Après les chants patriotiques, les gaudrioles et les fariboles tiennent une large place dans le Commers-Buch. M. Scheffel est sans rival en ce genre drolatique et goguenard. Il y a cherché un filon d’originalité qu’il a fini par rencontrer. Des leçons populaires sur la théorie de l’évolution, faites à Heidelberg par son ami le plus intime et confrère en Bacchus, le pasteur Schmetzer, lui suggérèrent l’idée burlesque de mettre cette théorie en chansons et de tourner en ridicule nos ancêtres les fossiles, que M. Louis Bouilhet a chantés en France avec sérieux et respect. De là une suite de chansons cosmogoniques et paléontologiques, où nous voyons le megatherium se vautrer dans sa monstrueuse paresse, l’ichtyosaure, conservateur antédiluvien, se lamenter sur la décadence prochaine, sur la dégénérescence des mâles et des femelles :


Il se fait un bruissement dans les prèles, la mer a des lueurs douteuses; les larmes dans les yeux, un ichtyosaure s’avance à la nage.

Il gémit sur la corruption des temps, car une tendance fort dangereuse s’était depuis peu manifestée dans le terrain du lias.

« Le plésiosaure, le vieux drôle, fait force ripaille, le ptérodactyle lui-même est rentré soûl chez lui.

« Cette brute d’iguanodon, dont l’impudence n’a plus de bornes, a déjà osé en plein jour baiser l’ichtyosauresse.

« Je pressens un cataclysme, les choses ne peuvent durer ainsi. Que deviendra le lias si pareils faits se produisent? »

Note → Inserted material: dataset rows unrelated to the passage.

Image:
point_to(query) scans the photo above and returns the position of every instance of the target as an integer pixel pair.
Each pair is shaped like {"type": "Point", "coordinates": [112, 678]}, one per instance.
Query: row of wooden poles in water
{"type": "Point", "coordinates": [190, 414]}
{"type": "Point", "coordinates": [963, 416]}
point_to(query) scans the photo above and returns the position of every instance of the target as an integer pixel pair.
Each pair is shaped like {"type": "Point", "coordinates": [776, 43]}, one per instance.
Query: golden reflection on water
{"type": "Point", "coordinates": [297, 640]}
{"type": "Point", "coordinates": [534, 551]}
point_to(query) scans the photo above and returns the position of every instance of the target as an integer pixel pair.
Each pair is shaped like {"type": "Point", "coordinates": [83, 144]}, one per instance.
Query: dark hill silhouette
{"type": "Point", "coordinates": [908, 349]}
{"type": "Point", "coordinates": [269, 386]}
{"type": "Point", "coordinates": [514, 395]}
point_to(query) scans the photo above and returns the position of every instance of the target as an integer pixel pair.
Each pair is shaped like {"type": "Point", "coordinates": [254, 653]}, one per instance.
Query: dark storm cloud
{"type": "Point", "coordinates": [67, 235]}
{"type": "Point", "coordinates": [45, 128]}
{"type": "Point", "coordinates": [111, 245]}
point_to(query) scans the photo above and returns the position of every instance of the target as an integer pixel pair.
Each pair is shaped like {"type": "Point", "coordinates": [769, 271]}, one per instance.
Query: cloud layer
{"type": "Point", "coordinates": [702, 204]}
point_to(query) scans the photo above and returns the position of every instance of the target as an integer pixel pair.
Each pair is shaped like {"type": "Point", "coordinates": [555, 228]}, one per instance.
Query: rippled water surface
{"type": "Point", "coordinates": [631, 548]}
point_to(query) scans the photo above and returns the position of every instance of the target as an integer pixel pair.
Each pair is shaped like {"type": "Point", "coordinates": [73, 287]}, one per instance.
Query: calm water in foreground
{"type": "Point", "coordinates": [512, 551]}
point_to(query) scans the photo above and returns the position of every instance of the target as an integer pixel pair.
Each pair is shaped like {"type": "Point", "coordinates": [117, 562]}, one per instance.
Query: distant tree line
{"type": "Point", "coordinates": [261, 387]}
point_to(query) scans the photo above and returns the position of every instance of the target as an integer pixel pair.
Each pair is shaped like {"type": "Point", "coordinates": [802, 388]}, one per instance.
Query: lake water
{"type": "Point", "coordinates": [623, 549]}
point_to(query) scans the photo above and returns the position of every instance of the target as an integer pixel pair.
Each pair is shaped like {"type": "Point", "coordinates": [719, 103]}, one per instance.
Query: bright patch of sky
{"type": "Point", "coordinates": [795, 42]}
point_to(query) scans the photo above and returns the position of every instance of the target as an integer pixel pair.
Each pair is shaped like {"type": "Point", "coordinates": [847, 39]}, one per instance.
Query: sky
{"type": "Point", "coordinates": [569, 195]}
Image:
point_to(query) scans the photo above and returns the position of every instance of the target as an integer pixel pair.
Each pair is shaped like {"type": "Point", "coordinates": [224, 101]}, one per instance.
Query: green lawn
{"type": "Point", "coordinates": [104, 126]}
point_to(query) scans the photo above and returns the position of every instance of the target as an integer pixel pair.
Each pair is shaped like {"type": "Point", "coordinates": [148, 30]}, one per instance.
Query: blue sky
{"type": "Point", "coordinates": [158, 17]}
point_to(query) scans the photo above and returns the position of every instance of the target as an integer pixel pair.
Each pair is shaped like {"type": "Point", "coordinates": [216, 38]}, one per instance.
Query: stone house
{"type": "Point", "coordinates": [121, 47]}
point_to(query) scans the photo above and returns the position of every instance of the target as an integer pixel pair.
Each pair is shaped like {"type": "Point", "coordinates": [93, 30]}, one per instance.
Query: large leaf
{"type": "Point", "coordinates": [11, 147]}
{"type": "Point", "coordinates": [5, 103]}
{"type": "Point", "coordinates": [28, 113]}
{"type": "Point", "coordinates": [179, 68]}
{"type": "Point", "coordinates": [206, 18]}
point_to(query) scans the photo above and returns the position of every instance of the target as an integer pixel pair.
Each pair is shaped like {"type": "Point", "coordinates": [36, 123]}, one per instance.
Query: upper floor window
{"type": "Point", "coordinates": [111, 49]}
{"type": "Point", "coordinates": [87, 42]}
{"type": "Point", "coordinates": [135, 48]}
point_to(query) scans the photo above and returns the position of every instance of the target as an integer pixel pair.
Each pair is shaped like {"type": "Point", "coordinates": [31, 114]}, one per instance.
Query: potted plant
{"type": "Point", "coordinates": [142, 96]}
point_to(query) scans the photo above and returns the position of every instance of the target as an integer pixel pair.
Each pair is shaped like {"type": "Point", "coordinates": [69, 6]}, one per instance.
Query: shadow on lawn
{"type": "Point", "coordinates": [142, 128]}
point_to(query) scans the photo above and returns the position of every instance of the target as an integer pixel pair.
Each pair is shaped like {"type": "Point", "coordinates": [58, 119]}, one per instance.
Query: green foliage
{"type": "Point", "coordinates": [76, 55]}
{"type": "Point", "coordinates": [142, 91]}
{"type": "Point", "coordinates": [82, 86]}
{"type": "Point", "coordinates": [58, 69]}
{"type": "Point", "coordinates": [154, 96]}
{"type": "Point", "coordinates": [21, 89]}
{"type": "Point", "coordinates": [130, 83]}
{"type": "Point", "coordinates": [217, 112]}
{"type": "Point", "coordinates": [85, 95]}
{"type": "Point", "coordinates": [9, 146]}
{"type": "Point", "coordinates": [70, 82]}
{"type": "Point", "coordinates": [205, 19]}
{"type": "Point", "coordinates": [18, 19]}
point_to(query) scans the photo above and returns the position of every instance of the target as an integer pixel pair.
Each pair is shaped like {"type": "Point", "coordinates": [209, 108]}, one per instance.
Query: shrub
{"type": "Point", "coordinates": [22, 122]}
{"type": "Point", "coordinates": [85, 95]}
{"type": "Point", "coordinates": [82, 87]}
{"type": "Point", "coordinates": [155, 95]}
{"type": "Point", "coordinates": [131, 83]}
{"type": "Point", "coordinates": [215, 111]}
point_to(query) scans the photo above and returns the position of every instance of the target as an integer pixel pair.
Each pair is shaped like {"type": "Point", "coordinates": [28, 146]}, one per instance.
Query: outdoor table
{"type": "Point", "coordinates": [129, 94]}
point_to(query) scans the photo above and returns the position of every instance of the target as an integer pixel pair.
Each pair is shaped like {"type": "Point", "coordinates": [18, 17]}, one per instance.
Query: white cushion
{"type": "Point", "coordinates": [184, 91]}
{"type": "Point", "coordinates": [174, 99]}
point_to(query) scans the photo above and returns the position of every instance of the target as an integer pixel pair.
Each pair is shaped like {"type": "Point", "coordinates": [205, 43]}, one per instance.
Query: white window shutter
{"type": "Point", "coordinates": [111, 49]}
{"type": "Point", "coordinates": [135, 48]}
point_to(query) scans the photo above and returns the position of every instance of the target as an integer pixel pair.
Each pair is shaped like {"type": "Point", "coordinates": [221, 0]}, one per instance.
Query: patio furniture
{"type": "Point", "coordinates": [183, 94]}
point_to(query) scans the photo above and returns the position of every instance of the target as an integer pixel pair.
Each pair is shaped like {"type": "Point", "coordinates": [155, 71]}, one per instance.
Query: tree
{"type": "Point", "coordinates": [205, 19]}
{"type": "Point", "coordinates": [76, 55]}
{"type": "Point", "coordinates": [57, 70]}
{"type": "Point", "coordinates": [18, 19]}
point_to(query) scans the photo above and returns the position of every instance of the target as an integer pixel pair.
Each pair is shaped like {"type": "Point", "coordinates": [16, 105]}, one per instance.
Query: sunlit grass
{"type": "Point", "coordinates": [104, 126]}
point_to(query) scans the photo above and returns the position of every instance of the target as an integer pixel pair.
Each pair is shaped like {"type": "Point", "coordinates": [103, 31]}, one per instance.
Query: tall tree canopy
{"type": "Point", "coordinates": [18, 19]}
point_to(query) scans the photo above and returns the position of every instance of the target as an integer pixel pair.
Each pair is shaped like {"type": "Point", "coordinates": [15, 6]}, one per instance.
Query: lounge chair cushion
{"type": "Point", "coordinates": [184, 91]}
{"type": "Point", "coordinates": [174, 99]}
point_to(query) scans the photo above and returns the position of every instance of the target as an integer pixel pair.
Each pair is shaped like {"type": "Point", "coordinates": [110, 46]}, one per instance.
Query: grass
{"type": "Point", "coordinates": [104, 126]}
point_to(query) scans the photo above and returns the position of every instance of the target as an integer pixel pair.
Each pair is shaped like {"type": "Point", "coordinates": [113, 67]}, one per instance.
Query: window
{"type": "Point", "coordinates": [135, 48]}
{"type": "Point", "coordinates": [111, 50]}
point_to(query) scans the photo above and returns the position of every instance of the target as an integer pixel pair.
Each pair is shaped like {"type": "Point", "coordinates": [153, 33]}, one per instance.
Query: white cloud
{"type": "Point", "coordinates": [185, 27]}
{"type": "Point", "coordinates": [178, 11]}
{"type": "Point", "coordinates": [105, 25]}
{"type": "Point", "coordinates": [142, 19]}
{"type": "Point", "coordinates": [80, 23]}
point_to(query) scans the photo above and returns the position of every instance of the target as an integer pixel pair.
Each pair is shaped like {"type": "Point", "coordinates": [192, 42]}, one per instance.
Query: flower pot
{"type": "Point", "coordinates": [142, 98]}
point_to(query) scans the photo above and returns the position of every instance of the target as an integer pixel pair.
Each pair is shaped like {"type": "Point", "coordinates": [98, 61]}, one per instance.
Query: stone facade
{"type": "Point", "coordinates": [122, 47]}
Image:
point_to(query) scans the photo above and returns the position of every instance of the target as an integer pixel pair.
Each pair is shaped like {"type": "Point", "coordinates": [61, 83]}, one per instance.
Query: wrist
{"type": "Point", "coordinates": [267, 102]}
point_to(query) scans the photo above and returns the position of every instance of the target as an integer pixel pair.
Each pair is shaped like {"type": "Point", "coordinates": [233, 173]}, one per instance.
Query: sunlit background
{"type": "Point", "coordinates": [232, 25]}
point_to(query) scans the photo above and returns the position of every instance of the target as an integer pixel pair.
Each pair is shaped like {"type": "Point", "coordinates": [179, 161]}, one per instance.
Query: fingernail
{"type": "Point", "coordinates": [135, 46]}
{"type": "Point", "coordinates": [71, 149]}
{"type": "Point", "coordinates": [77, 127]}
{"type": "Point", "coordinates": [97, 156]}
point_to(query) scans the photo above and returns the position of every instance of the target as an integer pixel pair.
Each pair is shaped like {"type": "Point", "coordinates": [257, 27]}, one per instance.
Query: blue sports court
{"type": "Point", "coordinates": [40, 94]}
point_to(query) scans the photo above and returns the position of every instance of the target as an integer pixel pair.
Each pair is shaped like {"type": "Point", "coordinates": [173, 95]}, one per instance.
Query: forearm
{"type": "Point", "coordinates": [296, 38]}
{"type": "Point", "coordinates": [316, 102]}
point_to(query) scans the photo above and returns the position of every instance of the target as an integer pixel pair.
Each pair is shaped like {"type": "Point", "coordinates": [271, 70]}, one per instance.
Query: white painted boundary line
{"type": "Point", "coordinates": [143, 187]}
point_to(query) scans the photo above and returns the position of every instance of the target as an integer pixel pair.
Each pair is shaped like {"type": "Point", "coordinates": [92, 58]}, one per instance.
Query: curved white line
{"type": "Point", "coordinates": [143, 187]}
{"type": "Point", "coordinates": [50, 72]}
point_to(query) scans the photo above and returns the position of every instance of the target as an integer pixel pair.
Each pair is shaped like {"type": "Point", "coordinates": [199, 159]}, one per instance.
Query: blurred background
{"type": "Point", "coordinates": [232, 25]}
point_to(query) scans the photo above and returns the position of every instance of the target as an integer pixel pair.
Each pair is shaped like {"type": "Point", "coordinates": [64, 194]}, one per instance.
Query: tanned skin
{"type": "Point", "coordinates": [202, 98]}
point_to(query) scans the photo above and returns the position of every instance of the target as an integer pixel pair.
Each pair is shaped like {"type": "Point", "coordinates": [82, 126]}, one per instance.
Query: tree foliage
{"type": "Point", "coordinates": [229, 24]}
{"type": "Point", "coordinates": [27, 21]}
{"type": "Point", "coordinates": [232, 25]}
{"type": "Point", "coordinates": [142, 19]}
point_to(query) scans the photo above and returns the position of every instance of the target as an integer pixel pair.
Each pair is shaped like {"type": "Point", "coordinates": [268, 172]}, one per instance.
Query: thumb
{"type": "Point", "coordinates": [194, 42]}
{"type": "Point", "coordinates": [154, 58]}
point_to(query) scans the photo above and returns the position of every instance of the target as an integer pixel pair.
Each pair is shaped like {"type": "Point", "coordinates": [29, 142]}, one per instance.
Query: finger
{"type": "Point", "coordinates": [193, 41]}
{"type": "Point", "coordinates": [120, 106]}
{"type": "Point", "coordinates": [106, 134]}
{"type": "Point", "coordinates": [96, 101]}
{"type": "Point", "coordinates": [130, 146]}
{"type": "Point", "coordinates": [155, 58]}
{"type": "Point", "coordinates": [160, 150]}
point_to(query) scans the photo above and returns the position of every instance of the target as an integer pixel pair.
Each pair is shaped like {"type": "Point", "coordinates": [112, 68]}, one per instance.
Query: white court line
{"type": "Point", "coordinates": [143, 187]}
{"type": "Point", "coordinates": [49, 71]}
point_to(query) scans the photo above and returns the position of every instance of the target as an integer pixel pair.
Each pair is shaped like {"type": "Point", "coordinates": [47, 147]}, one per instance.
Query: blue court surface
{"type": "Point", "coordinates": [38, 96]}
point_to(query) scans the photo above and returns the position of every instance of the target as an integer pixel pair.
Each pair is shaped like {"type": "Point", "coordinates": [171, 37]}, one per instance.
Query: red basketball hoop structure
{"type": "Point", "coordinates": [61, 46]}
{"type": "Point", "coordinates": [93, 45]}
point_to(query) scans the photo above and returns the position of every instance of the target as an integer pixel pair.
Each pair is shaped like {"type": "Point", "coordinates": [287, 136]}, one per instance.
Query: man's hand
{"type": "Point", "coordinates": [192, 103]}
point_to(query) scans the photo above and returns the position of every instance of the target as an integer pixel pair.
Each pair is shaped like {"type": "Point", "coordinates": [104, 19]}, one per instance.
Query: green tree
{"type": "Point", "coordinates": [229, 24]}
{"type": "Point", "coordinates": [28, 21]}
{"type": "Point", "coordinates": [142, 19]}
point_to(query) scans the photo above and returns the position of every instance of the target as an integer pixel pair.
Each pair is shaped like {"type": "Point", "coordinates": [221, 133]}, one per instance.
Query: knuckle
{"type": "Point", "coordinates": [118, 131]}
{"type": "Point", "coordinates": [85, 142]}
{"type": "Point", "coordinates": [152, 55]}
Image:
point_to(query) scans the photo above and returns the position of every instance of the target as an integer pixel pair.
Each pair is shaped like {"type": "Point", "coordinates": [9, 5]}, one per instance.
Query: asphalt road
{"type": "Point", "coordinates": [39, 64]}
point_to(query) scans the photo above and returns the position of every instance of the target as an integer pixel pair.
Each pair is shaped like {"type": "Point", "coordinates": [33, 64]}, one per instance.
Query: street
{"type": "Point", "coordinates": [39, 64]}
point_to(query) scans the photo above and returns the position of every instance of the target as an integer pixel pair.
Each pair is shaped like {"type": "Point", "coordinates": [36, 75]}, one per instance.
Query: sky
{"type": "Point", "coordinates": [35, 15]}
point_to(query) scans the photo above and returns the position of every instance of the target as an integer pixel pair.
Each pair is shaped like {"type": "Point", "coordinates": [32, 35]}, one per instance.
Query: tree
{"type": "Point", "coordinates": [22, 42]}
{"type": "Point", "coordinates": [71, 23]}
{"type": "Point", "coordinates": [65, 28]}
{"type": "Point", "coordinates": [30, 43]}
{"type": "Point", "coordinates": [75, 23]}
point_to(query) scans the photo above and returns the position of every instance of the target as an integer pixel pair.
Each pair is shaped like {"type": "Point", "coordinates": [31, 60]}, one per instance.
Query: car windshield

Ainsi gémissait l’ichtyosaure, et il avait l’humeur crayeuse. Il rendit le dernier soupir au milieu des vapeurs et des bouillonnemens de l’onde,

A la même heure, périt toute la famille des sauriens; ils s’enfoncèrent trop dans la craie, et naturellement ce fut la fin.

Et celui qui nous a chanté cette chanson pétrifiée l’a trouvée comme une feuille d’album fossile sur un coprolithe.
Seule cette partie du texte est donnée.